Goldman Sachs economists remain hopeful that job growth will recover in August, which could prompt the Federal Reserve to implement a 25 basis-point (0.25%) cut in interest rates. They suggest that if August’s employment data reflects similar weakness to July’s report, the Fed might consider a more substantial rate cut of 50 basis points in September. This flexibility in monetary policy is seen as a crucial tool in addressing any emerging economic challenges and stabilizing growth.
The firm’s forecast includes projections for Federal Reserve interest rate cuts of 25 basis points in September, November, and December. This forecast reflects the expectation that the Fed will act to support the economy, particularly if inflation continues to ease. Despite the Fed’s decision to maintain interest rates at their current levels during their recent meeting, officials have signaled that a rate cut could be on the table if economic conditions warrant it. Market expectations currently indicate a strong likelihood of a rate cut in September, with investors pricing in a 100% chance of such a move.
Federal Reserve Chair Jerome Powell has emphasized that any decision to reduce rates will be based on a thorough assessment of economic data, the evolving economic outlook, and the balance of risks. He noted that if these factors align, a reduction in the policy rate could be considered as soon as the next Fed meeting in September.

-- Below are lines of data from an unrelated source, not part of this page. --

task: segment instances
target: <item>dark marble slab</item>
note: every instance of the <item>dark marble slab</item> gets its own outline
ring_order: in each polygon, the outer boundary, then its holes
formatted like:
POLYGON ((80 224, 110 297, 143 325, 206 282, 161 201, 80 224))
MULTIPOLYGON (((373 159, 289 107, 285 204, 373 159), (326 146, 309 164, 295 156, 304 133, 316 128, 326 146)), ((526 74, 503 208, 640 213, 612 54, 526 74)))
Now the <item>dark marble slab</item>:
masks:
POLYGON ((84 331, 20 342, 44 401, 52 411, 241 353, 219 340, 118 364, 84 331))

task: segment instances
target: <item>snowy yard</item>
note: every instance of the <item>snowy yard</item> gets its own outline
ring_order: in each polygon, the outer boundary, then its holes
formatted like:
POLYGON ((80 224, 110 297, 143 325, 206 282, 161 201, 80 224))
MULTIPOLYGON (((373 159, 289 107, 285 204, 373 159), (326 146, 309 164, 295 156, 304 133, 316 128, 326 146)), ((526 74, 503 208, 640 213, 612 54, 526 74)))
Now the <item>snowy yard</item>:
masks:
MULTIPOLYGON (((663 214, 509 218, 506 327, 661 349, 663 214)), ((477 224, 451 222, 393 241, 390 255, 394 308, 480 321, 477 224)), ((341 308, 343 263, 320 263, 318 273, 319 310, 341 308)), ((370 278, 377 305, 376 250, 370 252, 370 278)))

This approach underscores the Fed’s commitment to carefully evaluating economic conditions before making policy changes.
Goldman Sachs’ updated forecast and the discussion surrounding the Federal Reserve’s potential actions reflect a complex economic landscape. The increase in the recession probability estimate highlights growing concerns about the economy’s trajectory, while the Fed’s ability to adjust interest rates offers a mitigating factor. As economists and policymakers continue to monitor economic indicators and adjust their strategies, the interplay between these factors will be crucial in shaping the future economic environment.
Investors and market participants will be closely watching both the upcoming economic data and the Federal Reserve’s decisions, as these will provide critical insights into the direction of the economy and the potential for policy adjustments. The Goldman Sachs report and the broader economic discourse illustrate the ongoing efforts to navigate and respond to the evolving economic conditions and risks.